If $f''(x)+f(x)>0$ and $f(x)>0$ $\forall x\in(a,b)$; $f(a)=f(b)=0$; prove that $b-a>\pi$.
Solution 1:
I think I have a solution when $f''$ is assumed to be continuous.
When $x\in (a,b)$, we have that $\sin\left(\frac{x-a}{b-a}\pi\right)>0$ so using the first assumption, $$0<\int_a^bf(x)\sin\left(\frac{x-a}{b-a}\pi\right)dx+\int_a^bf''(x)\sin\left(\frac{x-a}{b-a}\pi\right)dx=I_1+I_2\tag{1}.$$ We have, integrating by parts and using $f(a)=f(b)=0$ that $$I_1=-\frac{\pi}{b-a}\left(\int_a^b-f'(x)\cos\left(\frac{x-a}{b-a}\pi\right)dx.\right)$$ Doing the same for $I_2$, we finally get $$\small 0<\left(\frac{(b-a)^2}{\pi^2}-1\right)\int_a^bf'(x)\cos\left(\frac{x-a}{b-a}\pi\right)=\left(\frac{(b-a)^2}{\pi^2}-1\right)\int_a^bf(x)\sin\left(\frac{x-a}{b-a}\pi\right)dx.$$ As $\int_a^bf(x)\sin\left(\frac{x-a}{b-a}\pi\right)dx>0$, we are done.
Solution 2:
My answer is under the assumption that $f$ and $f'$ are continuous on $[a,b]$ and $f''$ exists on $(a,b)$.
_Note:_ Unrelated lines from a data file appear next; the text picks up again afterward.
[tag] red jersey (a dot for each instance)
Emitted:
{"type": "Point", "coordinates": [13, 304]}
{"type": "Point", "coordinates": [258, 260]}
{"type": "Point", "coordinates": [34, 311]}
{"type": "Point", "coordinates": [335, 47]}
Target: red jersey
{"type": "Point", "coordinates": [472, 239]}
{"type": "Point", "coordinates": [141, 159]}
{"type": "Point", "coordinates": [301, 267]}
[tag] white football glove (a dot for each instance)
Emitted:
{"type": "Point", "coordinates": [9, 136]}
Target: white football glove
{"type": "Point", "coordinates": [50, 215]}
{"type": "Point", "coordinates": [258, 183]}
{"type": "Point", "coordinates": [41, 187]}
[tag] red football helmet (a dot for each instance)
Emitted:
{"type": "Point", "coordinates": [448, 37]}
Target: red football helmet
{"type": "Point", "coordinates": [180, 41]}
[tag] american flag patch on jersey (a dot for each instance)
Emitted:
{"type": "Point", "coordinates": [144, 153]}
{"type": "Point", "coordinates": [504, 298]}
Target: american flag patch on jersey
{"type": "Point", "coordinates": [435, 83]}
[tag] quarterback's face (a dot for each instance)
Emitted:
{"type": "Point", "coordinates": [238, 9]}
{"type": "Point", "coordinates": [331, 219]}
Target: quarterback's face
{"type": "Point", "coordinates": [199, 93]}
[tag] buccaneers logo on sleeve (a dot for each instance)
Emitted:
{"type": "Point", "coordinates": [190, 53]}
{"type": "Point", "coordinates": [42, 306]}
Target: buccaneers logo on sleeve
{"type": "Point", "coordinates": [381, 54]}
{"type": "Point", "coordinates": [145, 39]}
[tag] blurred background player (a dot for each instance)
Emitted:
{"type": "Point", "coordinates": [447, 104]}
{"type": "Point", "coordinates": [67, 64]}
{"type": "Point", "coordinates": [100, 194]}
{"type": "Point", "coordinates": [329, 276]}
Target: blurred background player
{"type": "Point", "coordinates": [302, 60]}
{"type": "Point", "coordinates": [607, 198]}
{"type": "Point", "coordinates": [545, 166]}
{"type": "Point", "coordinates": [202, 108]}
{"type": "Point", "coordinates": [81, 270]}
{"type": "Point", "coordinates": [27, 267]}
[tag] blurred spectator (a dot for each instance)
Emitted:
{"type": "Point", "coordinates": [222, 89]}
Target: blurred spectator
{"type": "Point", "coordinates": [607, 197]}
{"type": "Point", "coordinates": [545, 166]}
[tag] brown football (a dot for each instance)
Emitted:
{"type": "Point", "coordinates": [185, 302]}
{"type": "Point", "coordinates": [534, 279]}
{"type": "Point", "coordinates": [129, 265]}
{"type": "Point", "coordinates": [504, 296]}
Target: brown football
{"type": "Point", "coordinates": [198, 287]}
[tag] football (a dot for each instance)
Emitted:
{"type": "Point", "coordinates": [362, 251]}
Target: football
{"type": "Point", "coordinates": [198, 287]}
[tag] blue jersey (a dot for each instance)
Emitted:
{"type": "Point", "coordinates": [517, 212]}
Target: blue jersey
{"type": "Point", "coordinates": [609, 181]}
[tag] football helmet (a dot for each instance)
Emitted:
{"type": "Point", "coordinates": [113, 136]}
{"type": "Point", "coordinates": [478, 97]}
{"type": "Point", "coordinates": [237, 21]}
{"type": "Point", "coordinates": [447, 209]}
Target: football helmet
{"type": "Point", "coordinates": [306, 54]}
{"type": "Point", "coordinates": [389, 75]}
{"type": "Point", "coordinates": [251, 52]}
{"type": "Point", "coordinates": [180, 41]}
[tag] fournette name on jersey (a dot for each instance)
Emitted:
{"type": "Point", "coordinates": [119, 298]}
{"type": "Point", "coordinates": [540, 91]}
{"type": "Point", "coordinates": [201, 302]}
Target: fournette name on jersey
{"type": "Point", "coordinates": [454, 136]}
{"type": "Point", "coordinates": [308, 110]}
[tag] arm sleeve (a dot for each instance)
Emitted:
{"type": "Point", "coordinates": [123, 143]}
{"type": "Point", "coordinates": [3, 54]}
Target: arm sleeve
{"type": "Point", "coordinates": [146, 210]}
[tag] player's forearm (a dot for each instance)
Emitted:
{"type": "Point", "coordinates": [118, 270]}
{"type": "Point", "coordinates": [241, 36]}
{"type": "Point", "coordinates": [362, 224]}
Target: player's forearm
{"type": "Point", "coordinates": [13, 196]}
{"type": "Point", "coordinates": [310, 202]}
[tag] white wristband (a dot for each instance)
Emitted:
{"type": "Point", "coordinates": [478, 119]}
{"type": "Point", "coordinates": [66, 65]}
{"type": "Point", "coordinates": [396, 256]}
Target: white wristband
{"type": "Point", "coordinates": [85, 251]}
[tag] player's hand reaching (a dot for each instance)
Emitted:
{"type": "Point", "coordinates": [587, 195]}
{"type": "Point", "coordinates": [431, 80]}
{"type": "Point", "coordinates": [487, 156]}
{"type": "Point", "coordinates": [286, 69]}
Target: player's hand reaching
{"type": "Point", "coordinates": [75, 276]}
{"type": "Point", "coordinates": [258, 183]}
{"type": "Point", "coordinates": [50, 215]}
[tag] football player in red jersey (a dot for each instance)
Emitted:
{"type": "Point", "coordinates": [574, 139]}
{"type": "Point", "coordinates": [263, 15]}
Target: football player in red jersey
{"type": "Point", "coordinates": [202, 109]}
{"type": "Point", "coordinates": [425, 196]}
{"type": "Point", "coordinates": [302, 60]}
Define $$g:[a,b]\to \mathbb{R}, \quad x\mapsto f'(x)\sin(x-a)-f(x)\cos(x-a).$$ By definition, $g$ is continuous on $[a,b]$ and differentiable on $(a,b)$. Moreover, since $f(a)=f(b)=0$, $g(a)=0$ and $g(b)=f'(b)\sin(b-a)$. Then by mean value theorem, there exists $c\in(a,b)$, such that $$\frac{f'(b)\sin(b-a)}{b-a}=\frac{g(b)-g(a)}{b-a}=g'(c)=(f''(c)+f(c))\sin(c-a).\tag{1}$$ On the one hand, beacause $f(x)>0$ on $(a,b)$ and $f(b)=0$, $f'(b)\le 0$; on the other hand, $f''(c)+f(c)>0$. Combing these facts with $(1)$, we can conclude that $b-a>\pi$.
Edit: After reading Sanchez's answer, I realized that without assuming that $f$ is differentiable at $a,b$, the proof can be modified as follows.
Assume that $b-a\le \pi$. Then $g$ is differentiable on $(a,b)$ and $$g'(x)=(f''(x)+f(x))\sin(x-a)>0.$$ Therefore, $g$ is strictly increasing on $(a,b)$. As a result, both $$g(a^+):=\lim_{x\to a^+} g(x)=\lim_{x\to a^+}f'(x)\sin(x-a)$$ and $$g(b^-):=\lim_{x\to b^-} g(x)=\lim_{x\to b^-}f'(x)\sin(x-a)$$ exist, and $g(b^-)>g(a^+)$. However, since $f(x)>0$ on $(a,b)$ and $f(a)=f(b)=0$, by mean value theorem, $$\limsup_{x\to a^+}f'(x)\ge\liminf_{x\to a^+}\frac{f(x)-f(a)}{x-a}\ge 0 $$ and $$\liminf_{x\to b^-}f'(x)\le\limsup_{x\to b^-}\frac{f(x)-f(b)}{x-b}\le 0 .$$ It follows that $g(a^+)\ge 0\ge g(b^-)$, a contradiction.